Cependant, les implications ne s'arrêtent pas là. Aux US, des gestionnaires de plusieurs logements pointent l'accroissement du risque de dernière minute. Car, selon ces derniers, "même si vous êtes payé, la flexibilité accrue pour le client signifie plus de probabilités d'annulations tardives". Autre souci en cas de succès de cette fonctionnalité, celui de la gestion du planning : "un logement libéré 24 heures avant l'arrivée est un défi logistique pour un établissement hôtelier, un gîte ou un camping". Relouer à la dernière minute peut donc devenir un casse-tête, surtout en haute saison. Cependant, dans certaines destinations et selon les périodes, les hébergeurs ne peuvent ignorer ce phénomène ... remboursement ou non accepté par Airbnb. Enfin, certains pointent une dépendance accrue qui renforce le rôle d'intermédiaire d'Airbnb, en offrant une garantie que ce derniers ne peuvent pas proposer directement.

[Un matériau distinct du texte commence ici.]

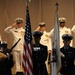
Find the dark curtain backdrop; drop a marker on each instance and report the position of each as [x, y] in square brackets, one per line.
[40, 10]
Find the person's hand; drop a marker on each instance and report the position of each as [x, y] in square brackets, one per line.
[14, 25]
[37, 29]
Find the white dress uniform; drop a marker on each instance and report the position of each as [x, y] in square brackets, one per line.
[18, 50]
[62, 30]
[73, 32]
[45, 40]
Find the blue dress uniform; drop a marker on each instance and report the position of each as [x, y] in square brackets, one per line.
[39, 57]
[67, 61]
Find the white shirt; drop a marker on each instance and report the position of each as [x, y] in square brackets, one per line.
[17, 33]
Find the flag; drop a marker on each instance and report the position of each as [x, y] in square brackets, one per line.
[56, 59]
[27, 53]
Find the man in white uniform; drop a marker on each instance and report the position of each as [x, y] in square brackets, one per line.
[18, 33]
[62, 30]
[45, 40]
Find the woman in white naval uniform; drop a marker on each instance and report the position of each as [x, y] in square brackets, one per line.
[62, 30]
[45, 40]
[17, 32]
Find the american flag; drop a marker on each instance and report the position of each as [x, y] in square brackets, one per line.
[27, 53]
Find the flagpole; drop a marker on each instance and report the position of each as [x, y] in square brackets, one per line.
[56, 46]
[27, 2]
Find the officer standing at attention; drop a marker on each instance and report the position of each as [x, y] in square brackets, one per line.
[45, 40]
[62, 30]
[39, 55]
[6, 60]
[17, 31]
[67, 62]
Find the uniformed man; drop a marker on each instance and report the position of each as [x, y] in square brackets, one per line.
[45, 40]
[67, 62]
[62, 30]
[6, 60]
[18, 33]
[39, 55]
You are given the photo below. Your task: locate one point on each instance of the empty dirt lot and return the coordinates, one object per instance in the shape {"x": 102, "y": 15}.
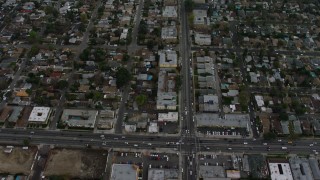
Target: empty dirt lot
{"x": 84, "y": 164}
{"x": 18, "y": 161}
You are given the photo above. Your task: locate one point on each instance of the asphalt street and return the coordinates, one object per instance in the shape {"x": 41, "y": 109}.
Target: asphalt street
{"x": 82, "y": 139}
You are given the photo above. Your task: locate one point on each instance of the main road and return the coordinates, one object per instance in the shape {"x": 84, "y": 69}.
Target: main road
{"x": 189, "y": 148}
{"x": 83, "y": 139}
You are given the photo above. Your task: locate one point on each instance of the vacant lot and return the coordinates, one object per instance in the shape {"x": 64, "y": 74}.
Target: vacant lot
{"x": 84, "y": 164}
{"x": 18, "y": 161}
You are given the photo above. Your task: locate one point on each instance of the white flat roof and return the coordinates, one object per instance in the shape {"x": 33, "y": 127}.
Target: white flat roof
{"x": 280, "y": 171}
{"x": 39, "y": 114}
{"x": 170, "y": 116}
{"x": 124, "y": 172}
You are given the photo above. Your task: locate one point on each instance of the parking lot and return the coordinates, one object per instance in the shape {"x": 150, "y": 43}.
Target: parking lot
{"x": 147, "y": 160}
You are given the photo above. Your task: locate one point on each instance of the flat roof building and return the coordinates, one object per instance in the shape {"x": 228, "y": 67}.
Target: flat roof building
{"x": 314, "y": 165}
{"x": 202, "y": 39}
{"x": 39, "y": 115}
{"x": 163, "y": 174}
{"x": 211, "y": 172}
{"x": 79, "y": 117}
{"x": 209, "y": 103}
{"x": 230, "y": 120}
{"x": 300, "y": 168}
{"x": 168, "y": 117}
{"x": 169, "y": 34}
{"x": 167, "y": 59}
{"x": 124, "y": 172}
{"x": 280, "y": 171}
{"x": 166, "y": 95}
{"x": 170, "y": 12}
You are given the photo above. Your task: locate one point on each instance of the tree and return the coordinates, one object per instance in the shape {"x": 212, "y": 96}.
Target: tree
{"x": 26, "y": 142}
{"x": 189, "y": 5}
{"x": 97, "y": 96}
{"x": 33, "y": 37}
{"x": 125, "y": 57}
{"x": 28, "y": 91}
{"x": 85, "y": 54}
{"x": 269, "y": 136}
{"x": 62, "y": 84}
{"x": 84, "y": 17}
{"x": 150, "y": 44}
{"x": 123, "y": 77}
{"x": 33, "y": 51}
{"x": 141, "y": 99}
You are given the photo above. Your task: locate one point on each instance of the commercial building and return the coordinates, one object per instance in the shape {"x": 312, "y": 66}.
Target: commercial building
{"x": 229, "y": 121}
{"x": 170, "y": 12}
{"x": 212, "y": 172}
{"x": 79, "y": 118}
{"x": 169, "y": 34}
{"x": 163, "y": 174}
{"x": 167, "y": 59}
{"x": 202, "y": 39}
{"x": 280, "y": 170}
{"x": 168, "y": 117}
{"x": 39, "y": 115}
{"x": 166, "y": 95}
{"x": 124, "y": 172}
{"x": 314, "y": 165}
{"x": 300, "y": 168}
{"x": 209, "y": 103}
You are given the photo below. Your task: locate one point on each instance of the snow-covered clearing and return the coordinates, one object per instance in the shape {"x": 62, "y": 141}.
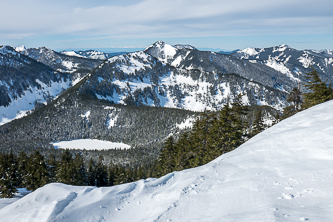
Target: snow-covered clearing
{"x": 21, "y": 192}
{"x": 90, "y": 144}
{"x": 283, "y": 174}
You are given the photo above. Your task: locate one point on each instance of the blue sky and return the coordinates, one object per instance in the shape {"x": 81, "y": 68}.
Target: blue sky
{"x": 217, "y": 24}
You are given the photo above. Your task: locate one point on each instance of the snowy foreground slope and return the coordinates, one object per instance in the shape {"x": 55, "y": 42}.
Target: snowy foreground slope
{"x": 282, "y": 174}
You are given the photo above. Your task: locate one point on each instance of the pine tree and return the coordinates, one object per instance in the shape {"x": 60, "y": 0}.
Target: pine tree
{"x": 66, "y": 168}
{"x": 320, "y": 92}
{"x": 80, "y": 176}
{"x": 295, "y": 102}
{"x": 8, "y": 173}
{"x": 101, "y": 173}
{"x": 22, "y": 166}
{"x": 165, "y": 158}
{"x": 37, "y": 174}
{"x": 258, "y": 124}
{"x": 91, "y": 176}
{"x": 52, "y": 165}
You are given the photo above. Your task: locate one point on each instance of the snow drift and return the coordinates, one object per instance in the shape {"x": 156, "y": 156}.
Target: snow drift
{"x": 282, "y": 174}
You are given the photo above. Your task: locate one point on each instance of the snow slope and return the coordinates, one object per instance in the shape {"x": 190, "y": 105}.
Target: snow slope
{"x": 283, "y": 174}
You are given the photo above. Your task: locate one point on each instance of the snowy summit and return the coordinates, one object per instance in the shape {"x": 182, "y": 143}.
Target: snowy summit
{"x": 282, "y": 174}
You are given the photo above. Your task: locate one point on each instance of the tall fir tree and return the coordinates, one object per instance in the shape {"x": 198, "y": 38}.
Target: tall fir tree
{"x": 66, "y": 169}
{"x": 295, "y": 101}
{"x": 91, "y": 176}
{"x": 319, "y": 91}
{"x": 258, "y": 124}
{"x": 80, "y": 176}
{"x": 101, "y": 173}
{"x": 8, "y": 175}
{"x": 37, "y": 173}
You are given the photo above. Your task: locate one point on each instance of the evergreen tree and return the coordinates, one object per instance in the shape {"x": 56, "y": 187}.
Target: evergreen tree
{"x": 66, "y": 168}
{"x": 8, "y": 173}
{"x": 22, "y": 166}
{"x": 37, "y": 174}
{"x": 52, "y": 166}
{"x": 101, "y": 173}
{"x": 80, "y": 176}
{"x": 91, "y": 177}
{"x": 258, "y": 124}
{"x": 295, "y": 102}
{"x": 165, "y": 158}
{"x": 320, "y": 92}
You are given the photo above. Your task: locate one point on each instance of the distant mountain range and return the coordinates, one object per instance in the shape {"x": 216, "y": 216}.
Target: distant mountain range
{"x": 177, "y": 76}
{"x": 64, "y": 88}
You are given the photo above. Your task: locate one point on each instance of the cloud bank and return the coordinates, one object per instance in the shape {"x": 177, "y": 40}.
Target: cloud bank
{"x": 173, "y": 18}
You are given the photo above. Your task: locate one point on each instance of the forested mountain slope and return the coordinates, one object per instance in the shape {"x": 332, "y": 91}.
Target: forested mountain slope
{"x": 282, "y": 174}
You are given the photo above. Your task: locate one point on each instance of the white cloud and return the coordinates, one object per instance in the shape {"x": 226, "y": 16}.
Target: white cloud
{"x": 173, "y": 18}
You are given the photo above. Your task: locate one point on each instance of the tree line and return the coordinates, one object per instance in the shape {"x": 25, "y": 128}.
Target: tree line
{"x": 213, "y": 134}
{"x": 319, "y": 92}
{"x": 35, "y": 171}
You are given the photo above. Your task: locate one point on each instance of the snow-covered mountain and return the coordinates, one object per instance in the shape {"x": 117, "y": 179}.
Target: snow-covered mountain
{"x": 32, "y": 76}
{"x": 61, "y": 62}
{"x": 282, "y": 174}
{"x": 163, "y": 75}
{"x": 90, "y": 54}
{"x": 289, "y": 61}
{"x": 24, "y": 82}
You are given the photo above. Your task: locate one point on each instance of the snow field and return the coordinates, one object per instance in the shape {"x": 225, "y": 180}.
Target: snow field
{"x": 282, "y": 174}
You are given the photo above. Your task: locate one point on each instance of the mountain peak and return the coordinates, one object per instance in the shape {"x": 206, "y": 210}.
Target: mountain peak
{"x": 162, "y": 51}
{"x": 181, "y": 46}
{"x": 20, "y": 48}
{"x": 7, "y": 49}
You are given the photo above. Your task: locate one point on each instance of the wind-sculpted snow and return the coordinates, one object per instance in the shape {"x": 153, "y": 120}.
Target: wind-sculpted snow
{"x": 282, "y": 174}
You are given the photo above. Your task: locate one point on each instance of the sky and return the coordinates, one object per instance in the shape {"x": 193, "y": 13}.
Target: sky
{"x": 129, "y": 24}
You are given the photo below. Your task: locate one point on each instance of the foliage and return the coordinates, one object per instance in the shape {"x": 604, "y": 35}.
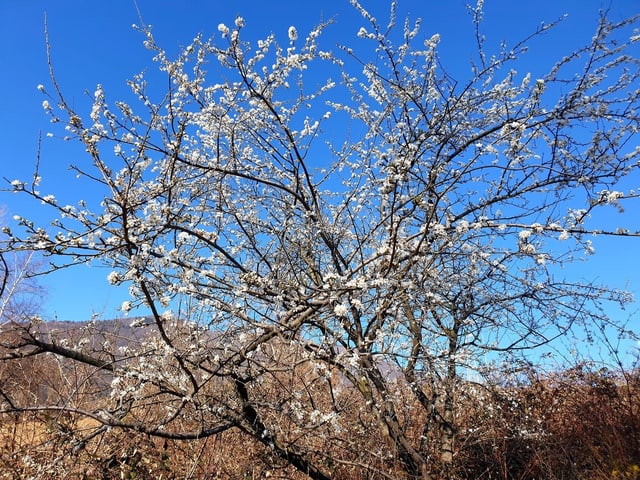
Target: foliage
{"x": 306, "y": 285}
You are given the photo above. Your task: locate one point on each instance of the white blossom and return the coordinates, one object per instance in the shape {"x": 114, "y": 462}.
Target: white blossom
{"x": 293, "y": 33}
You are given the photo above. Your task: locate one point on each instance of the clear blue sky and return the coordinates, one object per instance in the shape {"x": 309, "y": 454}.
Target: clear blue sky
{"x": 93, "y": 42}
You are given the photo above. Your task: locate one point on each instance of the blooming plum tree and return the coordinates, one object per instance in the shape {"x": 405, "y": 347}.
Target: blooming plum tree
{"x": 325, "y": 257}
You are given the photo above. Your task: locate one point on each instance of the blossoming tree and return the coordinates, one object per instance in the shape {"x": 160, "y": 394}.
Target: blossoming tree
{"x": 326, "y": 258}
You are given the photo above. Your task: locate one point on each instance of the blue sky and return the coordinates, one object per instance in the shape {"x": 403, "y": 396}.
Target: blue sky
{"x": 94, "y": 42}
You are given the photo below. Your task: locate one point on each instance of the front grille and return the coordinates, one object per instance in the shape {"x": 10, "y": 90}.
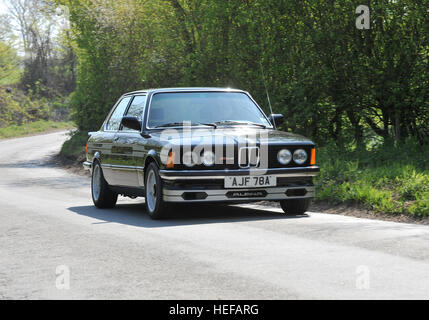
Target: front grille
{"x": 250, "y": 157}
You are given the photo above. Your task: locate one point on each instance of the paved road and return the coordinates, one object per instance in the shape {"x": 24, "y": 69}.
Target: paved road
{"x": 48, "y": 227}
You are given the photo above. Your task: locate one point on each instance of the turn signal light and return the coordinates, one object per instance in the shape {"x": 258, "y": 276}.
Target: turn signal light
{"x": 170, "y": 161}
{"x": 313, "y": 157}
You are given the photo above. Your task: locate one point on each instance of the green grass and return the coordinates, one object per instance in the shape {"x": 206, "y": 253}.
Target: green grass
{"x": 33, "y": 128}
{"x": 392, "y": 180}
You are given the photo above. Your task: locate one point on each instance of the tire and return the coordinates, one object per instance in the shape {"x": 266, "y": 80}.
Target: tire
{"x": 102, "y": 196}
{"x": 155, "y": 205}
{"x": 295, "y": 207}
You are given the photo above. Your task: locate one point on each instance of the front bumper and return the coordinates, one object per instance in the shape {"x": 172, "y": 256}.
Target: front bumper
{"x": 87, "y": 165}
{"x": 208, "y": 185}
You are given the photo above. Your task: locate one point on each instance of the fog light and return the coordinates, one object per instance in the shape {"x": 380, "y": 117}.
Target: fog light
{"x": 284, "y": 156}
{"x": 300, "y": 156}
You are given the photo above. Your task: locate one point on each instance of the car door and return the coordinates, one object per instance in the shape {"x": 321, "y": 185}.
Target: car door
{"x": 109, "y": 159}
{"x": 128, "y": 150}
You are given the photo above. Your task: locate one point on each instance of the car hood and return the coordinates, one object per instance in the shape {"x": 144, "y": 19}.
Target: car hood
{"x": 236, "y": 135}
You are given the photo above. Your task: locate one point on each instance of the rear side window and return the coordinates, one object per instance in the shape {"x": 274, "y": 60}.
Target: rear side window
{"x": 116, "y": 117}
{"x": 137, "y": 107}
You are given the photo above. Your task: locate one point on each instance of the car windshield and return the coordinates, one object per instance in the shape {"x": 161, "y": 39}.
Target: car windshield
{"x": 204, "y": 108}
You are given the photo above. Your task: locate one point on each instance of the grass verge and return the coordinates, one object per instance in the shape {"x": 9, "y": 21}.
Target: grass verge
{"x": 389, "y": 180}
{"x": 33, "y": 128}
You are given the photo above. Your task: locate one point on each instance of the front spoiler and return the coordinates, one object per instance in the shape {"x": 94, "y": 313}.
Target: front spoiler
{"x": 221, "y": 174}
{"x": 238, "y": 195}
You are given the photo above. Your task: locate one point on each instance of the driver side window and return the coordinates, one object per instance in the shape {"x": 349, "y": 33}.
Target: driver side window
{"x": 115, "y": 119}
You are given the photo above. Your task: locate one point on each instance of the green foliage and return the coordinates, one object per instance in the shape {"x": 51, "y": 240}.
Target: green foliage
{"x": 18, "y": 108}
{"x": 9, "y": 65}
{"x": 387, "y": 179}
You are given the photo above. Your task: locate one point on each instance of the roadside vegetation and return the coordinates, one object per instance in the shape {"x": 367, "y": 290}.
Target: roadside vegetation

Un pari gagnant-gagnant... ou pas ?

Pour Airbnb, l'enjeu est clair : diversifier ses sources de revenus et renforcer sa position de "super-app du voyage". Car, pour les clients, cette fonction est avant tout la promesse d'une tranquillité d'esprit inestimable. Mais pour les hôtes, la balance semble plus délicate.

Cependant, cette incursion d'Airbnb dans le monde de la fintech n'est pas un cas isolé. C'est un signe fort de l'évolution du secteur du voyage, où les plateformes cherchent à offrir toujours plus de services intégrés et à capter de nouvelles parts de marché. La flexibilité devient un argument de vente majeur, et les assurances annulation "pour toute raison" sont, en effet, de plus en plus plébiscitées par les voyageurs.